VACAVILLE -- At one time, race car drivers from as far away as England came to Vacaville to race.

At its height in 1965 and 1966, the Sports Car Club of America held part of its national championship series at the Vaca Valley Raceway, while the roaring thunder of dragsters was a common sound on the weekends, according to race announcer and later co-leasee Jim McCombe.

"We were the first one to use the Christmas tree starting lights (for drag

racing), but we never got the recognition for it," McCombe said.

The idea to build a raceway east of Vacaville goes all the way back to late 1946, according to research done by local historian and Vacaville Heritage Council member Doug Rodgers, who wrote a history of the raceway in the 2011 Solano Historian.

The track was located on vacant land on the northwest corner of Lewis and Weber Road just south of what was then Highway 40.

Rodgers described what remains of the raceway now as little more than "a ghost track" with little more than patches of weed-dominated asphalt, a lonely power pole and a decrepit entry gate.

"It just crumbled away," Rodgers said, adding that almost all of the track was disked under after it was closed to keep local kids from sneaking their cars onto the track for impromptu races.

One has to take to the air or use Google satellite maps to see the discernible outline of the oval track and the drag strip.

The aerial view makes it easy to understand why the drag race organizers had their dragsters race north to south.

McCombe said that if they ran the drag races the other direction, there was a good chance that racers who failed to slow down quickly enough would end up tearing down eastbound Highway 40/I-80, much to the chagrin of more sedate commuters.

McCombe had been working at the track when he was offered the job for $35 "and I was told you could race your own car," McCombe said.

Its promoters in the 1950s said it was the second track in the state to be built for sports car racing and designed in cooperation with the Sport Car Club of America for maximum driver and spectator safety, according to Rodgers.

The track was built by Royce Ratterman, a Richmond contractor, and Harry Burge, a Concord businessman, as an Indy-style 2.1-mile, seven-turn race track which also incorporated a 1.25-mile interior oval with banked turns and a 4,500-foot drag strip on the east side.
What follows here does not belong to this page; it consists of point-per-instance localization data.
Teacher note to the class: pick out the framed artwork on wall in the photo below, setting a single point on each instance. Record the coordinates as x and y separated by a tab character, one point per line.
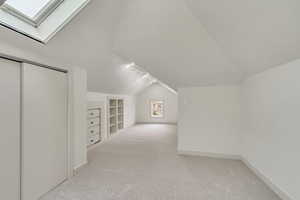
157	108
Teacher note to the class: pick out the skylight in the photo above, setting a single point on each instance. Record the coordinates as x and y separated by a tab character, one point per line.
39	19
31	11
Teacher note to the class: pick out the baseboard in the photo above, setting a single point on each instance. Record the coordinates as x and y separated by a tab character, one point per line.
267	181
169	123
79	167
283	195
210	155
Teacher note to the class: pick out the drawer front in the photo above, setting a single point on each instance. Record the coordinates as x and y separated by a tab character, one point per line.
93	113
94	121
93	130
93	139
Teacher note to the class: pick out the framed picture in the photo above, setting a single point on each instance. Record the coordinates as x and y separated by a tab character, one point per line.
157	108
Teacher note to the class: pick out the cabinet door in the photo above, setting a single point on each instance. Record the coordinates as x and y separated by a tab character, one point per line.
44	140
9	130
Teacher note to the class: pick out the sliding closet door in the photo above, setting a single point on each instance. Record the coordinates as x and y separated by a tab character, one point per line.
9	130
44	141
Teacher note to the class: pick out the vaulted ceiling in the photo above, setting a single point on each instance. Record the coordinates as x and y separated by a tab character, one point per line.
181	42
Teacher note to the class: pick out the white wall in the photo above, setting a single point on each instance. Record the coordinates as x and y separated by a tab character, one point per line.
271	131
78	115
156	92
209	121
96	98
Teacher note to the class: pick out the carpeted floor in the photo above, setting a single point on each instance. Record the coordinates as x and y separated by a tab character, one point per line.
141	164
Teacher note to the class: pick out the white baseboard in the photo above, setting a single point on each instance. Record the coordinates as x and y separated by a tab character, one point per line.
210	155
267	181
76	169
283	195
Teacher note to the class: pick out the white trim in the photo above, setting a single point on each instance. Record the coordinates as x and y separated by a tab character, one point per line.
79	167
50	26
283	195
209	155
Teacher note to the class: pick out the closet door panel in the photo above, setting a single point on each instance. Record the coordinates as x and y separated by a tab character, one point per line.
44	141
9	130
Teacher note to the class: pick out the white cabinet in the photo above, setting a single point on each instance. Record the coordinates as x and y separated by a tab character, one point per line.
115	115
33	127
10	129
44	131
94	126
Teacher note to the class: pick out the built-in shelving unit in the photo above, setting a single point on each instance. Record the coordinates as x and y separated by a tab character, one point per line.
116	115
94	126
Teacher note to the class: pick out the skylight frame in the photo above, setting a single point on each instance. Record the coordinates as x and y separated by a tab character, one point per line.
61	16
47	10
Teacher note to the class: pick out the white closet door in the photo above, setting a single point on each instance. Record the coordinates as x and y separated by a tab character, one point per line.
9	130
44	141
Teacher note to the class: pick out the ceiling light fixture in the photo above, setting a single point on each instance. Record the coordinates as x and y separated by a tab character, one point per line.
2	2
130	65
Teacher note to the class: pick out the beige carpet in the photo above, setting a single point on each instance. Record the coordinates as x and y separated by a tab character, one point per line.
141	164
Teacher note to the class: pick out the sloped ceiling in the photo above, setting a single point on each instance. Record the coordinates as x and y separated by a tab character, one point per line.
181	42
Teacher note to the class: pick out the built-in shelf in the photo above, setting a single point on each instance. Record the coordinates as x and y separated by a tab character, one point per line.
116	121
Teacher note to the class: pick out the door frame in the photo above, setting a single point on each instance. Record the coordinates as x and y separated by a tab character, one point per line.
70	141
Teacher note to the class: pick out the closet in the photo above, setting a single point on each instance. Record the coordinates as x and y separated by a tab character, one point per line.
33	139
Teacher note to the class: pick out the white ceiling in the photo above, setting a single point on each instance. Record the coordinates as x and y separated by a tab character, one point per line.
181	42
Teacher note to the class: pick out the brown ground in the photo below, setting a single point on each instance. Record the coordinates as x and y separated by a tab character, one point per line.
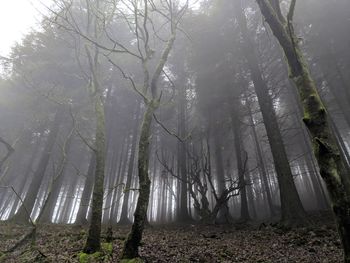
193	243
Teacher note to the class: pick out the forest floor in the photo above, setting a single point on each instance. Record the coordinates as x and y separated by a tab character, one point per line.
191	243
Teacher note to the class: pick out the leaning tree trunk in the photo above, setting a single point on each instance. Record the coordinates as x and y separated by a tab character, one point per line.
239	149
93	243
291	206
23	214
131	246
315	118
124	220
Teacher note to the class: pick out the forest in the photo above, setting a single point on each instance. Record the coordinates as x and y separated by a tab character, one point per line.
177	131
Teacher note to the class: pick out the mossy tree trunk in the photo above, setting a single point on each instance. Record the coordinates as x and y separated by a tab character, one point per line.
93	242
292	210
315	118
140	216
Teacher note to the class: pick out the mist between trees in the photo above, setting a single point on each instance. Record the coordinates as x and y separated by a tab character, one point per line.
158	112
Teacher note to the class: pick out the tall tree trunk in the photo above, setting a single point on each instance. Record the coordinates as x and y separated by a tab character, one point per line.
125	208
181	156
22	216
239	149
132	243
93	243
86	195
291	206
261	163
315	118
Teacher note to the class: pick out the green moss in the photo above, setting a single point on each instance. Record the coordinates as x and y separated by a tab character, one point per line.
134	260
83	257
89	258
2	257
107	248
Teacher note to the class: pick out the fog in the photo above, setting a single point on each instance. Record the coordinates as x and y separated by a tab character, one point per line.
190	112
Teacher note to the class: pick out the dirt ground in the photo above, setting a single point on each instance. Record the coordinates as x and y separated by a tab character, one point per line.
191	243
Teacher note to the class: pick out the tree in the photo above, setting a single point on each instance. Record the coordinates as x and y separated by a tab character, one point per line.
315	115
It was reputed to be one of the first such tracks to have all three in one location

Everything from Indianapolis-style cars, sprint cars and midgets, to dragsters, motorcycles and sports cars from Fords to Ferraris completed at the raceways that also boasted grandstand seating, concession areas and parking for 15,000.
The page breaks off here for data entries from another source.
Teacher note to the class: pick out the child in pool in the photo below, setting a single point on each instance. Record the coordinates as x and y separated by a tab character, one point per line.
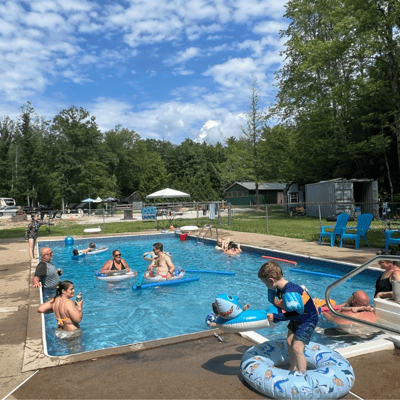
300	311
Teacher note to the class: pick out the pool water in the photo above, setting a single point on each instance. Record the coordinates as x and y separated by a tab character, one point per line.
114	315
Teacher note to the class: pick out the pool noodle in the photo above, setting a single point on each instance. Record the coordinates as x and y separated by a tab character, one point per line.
280	259
166	283
315	273
335	307
140	280
210	272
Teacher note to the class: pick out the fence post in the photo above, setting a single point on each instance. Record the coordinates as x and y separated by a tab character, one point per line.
320	219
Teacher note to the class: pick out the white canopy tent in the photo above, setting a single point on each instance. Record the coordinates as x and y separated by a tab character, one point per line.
167	194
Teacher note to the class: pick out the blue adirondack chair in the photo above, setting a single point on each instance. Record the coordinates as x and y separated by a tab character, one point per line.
391	240
363	223
338	229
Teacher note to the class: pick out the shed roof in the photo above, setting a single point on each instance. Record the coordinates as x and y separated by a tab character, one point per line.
261	186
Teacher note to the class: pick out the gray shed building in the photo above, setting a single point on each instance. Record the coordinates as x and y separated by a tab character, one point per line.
336	196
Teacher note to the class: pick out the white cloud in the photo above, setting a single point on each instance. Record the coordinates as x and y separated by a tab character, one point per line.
182	56
271	27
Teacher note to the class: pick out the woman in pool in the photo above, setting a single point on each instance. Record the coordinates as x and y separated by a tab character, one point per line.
116	264
383	285
233	249
68	313
222	245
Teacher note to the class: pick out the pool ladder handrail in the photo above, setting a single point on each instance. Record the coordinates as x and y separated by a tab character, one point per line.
348	276
208	228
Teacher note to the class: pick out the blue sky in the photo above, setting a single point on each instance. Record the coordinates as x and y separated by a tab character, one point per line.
168	69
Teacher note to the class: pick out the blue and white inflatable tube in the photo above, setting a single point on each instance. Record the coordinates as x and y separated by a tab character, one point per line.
332	378
80	255
97	250
116	276
232	318
178	274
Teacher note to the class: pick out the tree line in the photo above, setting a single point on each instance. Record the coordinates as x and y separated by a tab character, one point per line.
336	115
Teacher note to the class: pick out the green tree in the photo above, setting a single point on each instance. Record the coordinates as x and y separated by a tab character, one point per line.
255	120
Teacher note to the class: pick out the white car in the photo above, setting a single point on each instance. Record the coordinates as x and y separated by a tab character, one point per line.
9	211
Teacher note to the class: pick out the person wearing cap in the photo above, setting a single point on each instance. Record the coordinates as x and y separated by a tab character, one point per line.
31	234
383	285
46	274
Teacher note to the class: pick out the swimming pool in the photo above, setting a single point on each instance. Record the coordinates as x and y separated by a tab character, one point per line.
114	315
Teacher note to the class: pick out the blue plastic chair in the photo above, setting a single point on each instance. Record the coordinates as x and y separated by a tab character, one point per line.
363	223
338	229
149	213
390	240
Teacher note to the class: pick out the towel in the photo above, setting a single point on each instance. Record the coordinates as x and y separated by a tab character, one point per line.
212	211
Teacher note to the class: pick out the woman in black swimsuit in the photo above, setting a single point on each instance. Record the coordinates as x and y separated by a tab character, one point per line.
116	264
383	286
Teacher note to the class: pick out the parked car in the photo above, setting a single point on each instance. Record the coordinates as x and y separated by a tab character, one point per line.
9	211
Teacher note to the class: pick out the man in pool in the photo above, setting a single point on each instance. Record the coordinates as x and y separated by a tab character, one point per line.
162	263
46	274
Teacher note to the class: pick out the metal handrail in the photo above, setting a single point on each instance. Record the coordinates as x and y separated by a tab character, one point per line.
348	276
209	227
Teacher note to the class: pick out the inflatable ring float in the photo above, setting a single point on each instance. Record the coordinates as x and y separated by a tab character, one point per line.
332	378
232	318
80	255
179	274
116	276
151	256
97	250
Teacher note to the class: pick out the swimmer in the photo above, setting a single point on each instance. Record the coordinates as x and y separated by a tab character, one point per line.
222	245
233	249
116	264
68	313
162	264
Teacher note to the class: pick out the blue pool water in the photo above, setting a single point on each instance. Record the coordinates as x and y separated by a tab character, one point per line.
114	315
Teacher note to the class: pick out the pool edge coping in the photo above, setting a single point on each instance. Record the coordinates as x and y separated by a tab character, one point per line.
35	357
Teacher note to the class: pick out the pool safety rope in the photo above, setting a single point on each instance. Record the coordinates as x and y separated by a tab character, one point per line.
139	284
280	259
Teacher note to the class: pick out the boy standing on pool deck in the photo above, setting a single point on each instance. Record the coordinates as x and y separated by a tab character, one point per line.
300	310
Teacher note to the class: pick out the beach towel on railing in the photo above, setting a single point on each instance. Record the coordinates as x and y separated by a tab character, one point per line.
212	211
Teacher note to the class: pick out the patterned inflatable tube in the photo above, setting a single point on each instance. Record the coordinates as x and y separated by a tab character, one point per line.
117	276
332	378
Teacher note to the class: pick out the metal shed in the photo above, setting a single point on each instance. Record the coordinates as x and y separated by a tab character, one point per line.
333	197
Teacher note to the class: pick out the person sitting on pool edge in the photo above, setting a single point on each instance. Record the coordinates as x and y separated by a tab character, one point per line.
116	264
68	313
233	249
383	285
222	245
356	306
162	263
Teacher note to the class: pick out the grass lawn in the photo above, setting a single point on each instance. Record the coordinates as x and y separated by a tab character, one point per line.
279	224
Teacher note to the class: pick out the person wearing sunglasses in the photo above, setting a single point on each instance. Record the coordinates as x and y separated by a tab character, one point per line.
357	306
116	264
46	274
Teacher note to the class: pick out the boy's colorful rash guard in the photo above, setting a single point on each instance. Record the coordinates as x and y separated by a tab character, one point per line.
297	303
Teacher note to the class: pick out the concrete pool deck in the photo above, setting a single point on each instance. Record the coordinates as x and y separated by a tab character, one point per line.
198	366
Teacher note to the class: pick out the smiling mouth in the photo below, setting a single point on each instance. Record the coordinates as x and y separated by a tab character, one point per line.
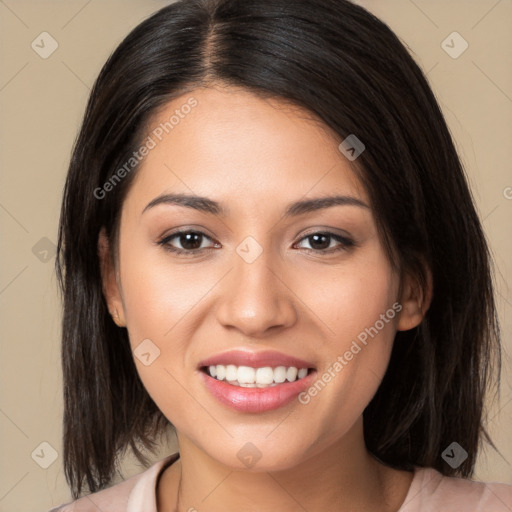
249	377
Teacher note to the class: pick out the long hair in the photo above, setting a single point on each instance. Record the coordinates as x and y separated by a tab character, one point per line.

Racing - at least drag racing - was held in the area before the Vaca Valley Raceways was opened, according to Rodgers' research.

Dragsters from as far away as San Diego came up to an abandoned gliderport runways called the Vacaville Drag Strip, where locals raced their drag cars in the 1950s.

Vaca Valley Raceways opened July 5, 1958 on land owned by Durham Jones with two days of sports car road races that were sanctioned.